Human. Like spending years as an interrogator stripped away something essential. Like operational efficiency required sacrificing the parts of myself that connected to other people.
Maybe it did.
Reagan catches my eye across the kitchen. Smiles slightly. The tightness in my throat eases just enough to breathe.
Kane clears his throat. "Now that everyone's caffeinated, we need to address the situation. Tommy sent updated analysis overnight. The Committee's cyber division is actively probing multiple locations."
"What kind of probing?" I move to the table. Reagan shifts to make room.
"Systematic search patterns." Kane pulls up a map showing digital traffic patterns. "They're checking Reagan's known travel history. Every city she visited, every hotel she stayed in, every location tied to her investigation. They're building a geographic profile."
"Looking for places I might find safe to hide," Reagan says quietly.

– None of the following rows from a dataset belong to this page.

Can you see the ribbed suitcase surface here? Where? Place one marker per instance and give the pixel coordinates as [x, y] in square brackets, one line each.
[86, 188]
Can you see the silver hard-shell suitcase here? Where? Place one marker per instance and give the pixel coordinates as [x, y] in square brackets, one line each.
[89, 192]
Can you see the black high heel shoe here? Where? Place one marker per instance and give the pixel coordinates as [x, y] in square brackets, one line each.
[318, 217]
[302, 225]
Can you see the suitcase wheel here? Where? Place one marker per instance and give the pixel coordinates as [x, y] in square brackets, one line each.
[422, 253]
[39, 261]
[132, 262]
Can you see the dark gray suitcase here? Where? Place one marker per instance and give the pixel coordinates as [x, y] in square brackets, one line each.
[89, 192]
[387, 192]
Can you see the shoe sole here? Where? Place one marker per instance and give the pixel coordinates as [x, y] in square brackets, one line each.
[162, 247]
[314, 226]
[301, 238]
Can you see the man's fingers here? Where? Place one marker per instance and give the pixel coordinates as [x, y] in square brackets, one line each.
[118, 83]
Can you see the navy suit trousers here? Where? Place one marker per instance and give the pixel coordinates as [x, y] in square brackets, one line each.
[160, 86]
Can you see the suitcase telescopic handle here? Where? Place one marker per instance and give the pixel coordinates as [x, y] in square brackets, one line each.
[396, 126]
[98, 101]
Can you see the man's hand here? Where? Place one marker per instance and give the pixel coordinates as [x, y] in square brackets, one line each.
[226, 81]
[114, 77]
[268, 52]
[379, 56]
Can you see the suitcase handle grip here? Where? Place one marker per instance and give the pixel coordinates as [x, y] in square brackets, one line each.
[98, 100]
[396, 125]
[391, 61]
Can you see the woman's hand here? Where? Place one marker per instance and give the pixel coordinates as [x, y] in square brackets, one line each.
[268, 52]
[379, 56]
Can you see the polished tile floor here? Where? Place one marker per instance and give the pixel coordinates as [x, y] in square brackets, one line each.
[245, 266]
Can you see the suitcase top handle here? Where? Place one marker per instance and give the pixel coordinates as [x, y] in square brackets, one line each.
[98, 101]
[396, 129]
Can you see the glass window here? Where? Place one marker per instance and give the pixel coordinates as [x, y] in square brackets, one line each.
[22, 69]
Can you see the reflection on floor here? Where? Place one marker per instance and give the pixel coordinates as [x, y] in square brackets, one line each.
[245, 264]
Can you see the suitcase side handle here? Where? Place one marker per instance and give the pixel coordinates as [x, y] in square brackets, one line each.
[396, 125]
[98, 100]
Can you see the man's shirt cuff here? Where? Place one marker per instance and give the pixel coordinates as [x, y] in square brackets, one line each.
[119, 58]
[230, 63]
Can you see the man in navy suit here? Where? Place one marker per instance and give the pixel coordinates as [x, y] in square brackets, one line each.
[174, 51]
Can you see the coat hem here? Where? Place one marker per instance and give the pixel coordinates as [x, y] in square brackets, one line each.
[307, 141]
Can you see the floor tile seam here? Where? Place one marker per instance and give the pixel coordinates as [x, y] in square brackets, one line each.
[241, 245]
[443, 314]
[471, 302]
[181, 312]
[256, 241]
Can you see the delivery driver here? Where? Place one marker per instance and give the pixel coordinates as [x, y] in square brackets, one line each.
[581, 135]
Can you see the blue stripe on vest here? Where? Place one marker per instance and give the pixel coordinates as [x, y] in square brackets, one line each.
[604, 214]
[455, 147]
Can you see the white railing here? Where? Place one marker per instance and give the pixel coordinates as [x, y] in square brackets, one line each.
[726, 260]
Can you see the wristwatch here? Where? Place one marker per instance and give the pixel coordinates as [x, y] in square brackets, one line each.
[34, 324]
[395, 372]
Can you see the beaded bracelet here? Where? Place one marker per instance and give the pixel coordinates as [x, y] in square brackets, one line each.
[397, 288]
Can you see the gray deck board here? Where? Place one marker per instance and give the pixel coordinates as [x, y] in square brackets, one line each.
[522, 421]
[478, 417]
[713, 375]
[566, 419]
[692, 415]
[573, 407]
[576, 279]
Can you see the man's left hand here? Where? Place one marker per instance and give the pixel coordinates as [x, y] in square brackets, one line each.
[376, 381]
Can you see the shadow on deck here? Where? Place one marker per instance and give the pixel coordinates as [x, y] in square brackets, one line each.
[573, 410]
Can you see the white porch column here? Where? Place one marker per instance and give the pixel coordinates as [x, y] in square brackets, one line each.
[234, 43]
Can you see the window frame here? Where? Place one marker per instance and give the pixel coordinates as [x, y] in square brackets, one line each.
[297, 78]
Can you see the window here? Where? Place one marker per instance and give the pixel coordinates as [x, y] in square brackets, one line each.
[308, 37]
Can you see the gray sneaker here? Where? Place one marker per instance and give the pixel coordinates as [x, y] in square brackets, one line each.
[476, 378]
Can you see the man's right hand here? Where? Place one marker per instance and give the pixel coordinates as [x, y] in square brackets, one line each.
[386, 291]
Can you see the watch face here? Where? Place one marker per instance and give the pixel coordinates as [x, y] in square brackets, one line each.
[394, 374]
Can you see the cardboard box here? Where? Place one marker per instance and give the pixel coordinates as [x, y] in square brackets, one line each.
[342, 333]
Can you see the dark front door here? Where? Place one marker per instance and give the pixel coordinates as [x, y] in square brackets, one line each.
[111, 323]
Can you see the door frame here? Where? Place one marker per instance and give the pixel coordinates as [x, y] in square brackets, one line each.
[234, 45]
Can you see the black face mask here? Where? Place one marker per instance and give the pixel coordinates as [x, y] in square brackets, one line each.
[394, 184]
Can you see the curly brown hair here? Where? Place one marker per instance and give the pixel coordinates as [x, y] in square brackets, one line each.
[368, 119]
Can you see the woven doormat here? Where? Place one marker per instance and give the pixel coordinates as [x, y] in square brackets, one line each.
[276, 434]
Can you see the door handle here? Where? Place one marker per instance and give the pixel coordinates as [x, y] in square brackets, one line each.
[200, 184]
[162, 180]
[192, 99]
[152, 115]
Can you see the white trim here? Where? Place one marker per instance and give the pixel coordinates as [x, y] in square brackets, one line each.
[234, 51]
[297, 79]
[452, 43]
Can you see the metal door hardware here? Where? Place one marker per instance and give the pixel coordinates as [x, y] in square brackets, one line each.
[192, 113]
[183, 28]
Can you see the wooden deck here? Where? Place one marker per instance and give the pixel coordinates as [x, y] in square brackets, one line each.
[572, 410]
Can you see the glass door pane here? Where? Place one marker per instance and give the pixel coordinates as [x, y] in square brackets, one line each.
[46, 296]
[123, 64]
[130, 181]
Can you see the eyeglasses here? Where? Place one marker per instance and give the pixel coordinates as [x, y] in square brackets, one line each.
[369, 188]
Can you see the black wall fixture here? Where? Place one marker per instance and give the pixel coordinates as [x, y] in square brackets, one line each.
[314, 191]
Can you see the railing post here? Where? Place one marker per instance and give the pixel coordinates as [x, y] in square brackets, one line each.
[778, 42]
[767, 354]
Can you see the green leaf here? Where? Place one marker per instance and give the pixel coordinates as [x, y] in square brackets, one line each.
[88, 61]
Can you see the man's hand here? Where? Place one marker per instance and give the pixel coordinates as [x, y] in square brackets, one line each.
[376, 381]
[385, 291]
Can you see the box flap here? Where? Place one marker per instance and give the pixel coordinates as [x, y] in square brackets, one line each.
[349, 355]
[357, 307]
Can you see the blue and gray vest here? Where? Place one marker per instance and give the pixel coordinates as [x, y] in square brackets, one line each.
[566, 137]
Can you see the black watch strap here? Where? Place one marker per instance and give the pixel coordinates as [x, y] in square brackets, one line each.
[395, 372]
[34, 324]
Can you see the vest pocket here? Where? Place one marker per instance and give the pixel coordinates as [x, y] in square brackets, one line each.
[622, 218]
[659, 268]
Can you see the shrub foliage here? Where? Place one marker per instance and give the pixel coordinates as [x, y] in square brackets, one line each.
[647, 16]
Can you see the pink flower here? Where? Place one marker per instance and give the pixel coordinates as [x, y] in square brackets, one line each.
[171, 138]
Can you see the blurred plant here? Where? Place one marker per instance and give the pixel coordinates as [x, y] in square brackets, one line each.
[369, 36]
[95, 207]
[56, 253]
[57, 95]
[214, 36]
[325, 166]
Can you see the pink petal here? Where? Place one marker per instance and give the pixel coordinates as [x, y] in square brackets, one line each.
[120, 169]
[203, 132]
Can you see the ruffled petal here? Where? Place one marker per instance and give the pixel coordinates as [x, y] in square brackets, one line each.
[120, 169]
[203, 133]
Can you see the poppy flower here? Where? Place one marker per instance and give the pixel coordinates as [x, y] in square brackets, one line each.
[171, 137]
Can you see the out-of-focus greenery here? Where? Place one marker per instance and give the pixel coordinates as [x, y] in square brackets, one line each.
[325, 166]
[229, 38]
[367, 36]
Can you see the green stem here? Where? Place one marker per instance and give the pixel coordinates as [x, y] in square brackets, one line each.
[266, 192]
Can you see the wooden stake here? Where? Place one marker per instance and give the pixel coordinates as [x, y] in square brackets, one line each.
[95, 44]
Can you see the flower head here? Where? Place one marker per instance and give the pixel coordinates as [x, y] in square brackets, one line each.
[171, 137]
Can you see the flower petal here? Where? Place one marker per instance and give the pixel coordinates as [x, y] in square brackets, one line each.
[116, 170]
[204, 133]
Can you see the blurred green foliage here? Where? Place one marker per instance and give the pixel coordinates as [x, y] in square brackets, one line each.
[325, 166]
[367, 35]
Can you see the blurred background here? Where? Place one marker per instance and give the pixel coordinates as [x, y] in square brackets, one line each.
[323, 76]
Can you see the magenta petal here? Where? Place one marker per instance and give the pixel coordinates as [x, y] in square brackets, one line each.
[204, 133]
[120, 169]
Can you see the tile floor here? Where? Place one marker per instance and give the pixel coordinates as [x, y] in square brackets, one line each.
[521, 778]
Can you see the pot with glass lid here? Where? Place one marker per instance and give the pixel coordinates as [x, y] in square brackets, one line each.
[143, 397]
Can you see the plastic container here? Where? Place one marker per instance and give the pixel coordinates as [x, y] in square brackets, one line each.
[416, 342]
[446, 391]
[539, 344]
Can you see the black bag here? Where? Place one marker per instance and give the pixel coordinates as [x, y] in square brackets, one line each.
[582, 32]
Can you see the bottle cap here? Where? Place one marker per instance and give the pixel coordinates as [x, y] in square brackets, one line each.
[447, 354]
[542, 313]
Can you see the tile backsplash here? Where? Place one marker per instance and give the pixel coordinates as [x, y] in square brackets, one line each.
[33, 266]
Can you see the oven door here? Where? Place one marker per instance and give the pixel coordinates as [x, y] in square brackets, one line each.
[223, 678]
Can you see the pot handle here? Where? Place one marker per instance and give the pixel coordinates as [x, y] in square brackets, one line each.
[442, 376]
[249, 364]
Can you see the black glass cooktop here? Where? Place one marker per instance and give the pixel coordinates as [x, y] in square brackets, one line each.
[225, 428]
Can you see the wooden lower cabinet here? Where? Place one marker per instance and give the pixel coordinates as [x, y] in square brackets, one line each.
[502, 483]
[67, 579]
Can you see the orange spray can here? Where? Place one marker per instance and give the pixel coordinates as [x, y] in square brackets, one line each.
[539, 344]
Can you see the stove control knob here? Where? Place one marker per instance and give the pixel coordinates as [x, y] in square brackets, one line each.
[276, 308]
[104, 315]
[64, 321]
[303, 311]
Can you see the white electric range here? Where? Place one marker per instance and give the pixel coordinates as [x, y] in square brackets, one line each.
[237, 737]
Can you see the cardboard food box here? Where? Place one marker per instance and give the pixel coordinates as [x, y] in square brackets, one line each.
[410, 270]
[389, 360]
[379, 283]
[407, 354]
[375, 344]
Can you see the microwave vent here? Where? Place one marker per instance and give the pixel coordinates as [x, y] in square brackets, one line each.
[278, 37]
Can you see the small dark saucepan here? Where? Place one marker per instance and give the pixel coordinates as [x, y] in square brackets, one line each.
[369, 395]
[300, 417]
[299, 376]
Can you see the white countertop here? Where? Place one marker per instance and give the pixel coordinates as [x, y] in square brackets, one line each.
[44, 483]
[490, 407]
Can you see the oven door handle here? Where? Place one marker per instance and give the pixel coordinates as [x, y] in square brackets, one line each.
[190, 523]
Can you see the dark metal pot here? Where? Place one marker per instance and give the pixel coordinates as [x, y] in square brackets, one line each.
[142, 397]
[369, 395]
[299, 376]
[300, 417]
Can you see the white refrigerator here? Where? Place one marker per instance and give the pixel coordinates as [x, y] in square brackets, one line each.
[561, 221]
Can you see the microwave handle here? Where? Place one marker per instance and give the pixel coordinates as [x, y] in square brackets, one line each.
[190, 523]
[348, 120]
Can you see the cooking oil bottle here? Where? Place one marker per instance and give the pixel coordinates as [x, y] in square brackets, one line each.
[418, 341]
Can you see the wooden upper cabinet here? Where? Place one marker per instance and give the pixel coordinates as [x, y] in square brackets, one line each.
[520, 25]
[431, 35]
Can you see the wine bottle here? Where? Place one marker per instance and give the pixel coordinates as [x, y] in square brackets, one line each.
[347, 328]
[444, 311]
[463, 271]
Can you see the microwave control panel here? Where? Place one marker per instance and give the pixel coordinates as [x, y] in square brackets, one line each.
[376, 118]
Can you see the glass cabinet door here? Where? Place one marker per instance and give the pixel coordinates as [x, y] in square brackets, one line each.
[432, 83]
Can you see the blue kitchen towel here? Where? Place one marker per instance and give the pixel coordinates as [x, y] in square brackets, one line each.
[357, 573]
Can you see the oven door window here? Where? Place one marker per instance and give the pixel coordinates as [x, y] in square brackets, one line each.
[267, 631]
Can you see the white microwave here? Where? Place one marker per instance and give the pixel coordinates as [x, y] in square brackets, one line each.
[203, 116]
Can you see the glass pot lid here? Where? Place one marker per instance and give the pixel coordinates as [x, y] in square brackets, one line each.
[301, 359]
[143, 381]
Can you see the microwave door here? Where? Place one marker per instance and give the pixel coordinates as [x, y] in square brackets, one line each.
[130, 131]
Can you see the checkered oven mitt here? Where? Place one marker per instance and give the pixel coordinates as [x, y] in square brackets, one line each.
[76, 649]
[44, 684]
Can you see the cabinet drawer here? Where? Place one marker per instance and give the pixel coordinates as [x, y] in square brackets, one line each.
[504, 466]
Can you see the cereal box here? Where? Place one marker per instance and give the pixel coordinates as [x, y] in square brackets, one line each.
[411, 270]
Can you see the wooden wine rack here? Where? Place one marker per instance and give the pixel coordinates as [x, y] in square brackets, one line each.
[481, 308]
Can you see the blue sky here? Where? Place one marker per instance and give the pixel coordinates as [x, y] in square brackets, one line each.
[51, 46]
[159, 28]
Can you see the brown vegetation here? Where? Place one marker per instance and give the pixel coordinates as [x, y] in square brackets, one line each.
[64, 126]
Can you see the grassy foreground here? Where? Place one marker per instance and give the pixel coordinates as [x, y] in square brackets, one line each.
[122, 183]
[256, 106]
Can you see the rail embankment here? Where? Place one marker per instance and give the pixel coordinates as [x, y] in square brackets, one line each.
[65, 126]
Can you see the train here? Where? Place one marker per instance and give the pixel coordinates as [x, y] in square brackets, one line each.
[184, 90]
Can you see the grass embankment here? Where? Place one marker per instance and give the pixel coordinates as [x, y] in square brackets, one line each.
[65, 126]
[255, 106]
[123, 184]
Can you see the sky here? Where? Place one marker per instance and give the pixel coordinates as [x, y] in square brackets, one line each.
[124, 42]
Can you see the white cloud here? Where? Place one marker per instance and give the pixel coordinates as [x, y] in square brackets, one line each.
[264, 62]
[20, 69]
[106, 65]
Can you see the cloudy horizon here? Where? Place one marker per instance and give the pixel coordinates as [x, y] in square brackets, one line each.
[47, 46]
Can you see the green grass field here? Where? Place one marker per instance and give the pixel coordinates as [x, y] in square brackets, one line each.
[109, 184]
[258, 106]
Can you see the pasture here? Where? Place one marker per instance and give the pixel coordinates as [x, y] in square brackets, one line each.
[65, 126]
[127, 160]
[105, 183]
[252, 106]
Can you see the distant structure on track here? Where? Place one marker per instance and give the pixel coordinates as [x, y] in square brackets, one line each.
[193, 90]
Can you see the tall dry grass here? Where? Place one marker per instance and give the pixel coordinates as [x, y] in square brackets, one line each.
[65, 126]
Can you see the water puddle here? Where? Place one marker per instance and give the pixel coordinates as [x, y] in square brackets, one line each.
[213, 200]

"Exactly. They know we'd need to secure you somewhere off their radar. They're checking locations within your established movement patterns." Kane highlights three areas on the map. "Montana. Wyoming. Northern Colorado. All places you traveled during your investigation."
"How long until they narrow it down?" I ask.
"Tommy estimates we have days at most. Maybe less if they bring more resources online." Kane closes the display. "This location stays secure for now. But we need contingency plans. Multiple options if we have to move fast."
Reagan's hand finds mine under the table. Squeezes once. I squeeze back, drawing strange comfort from the contact even as assessments flood my mind.
"What about Echo Base?" Stryker asks. "They haven't found that yet."
"Echo Base stays dark," Kane says firmly. "No movement in or out unless absolutely critical. Reagan doesn't know the location and we're keeping it that way."
"For operational security," I add when Reagan tenses beside me. "Not because we don't trust you. If the Committee captures you, they'll extract that information. Better you don't have it."
She nods slowly. Understanding the logic even if she doesn't like it.
Khalid speaks up from his corner. "What about the others? The people on Reagan's source list?"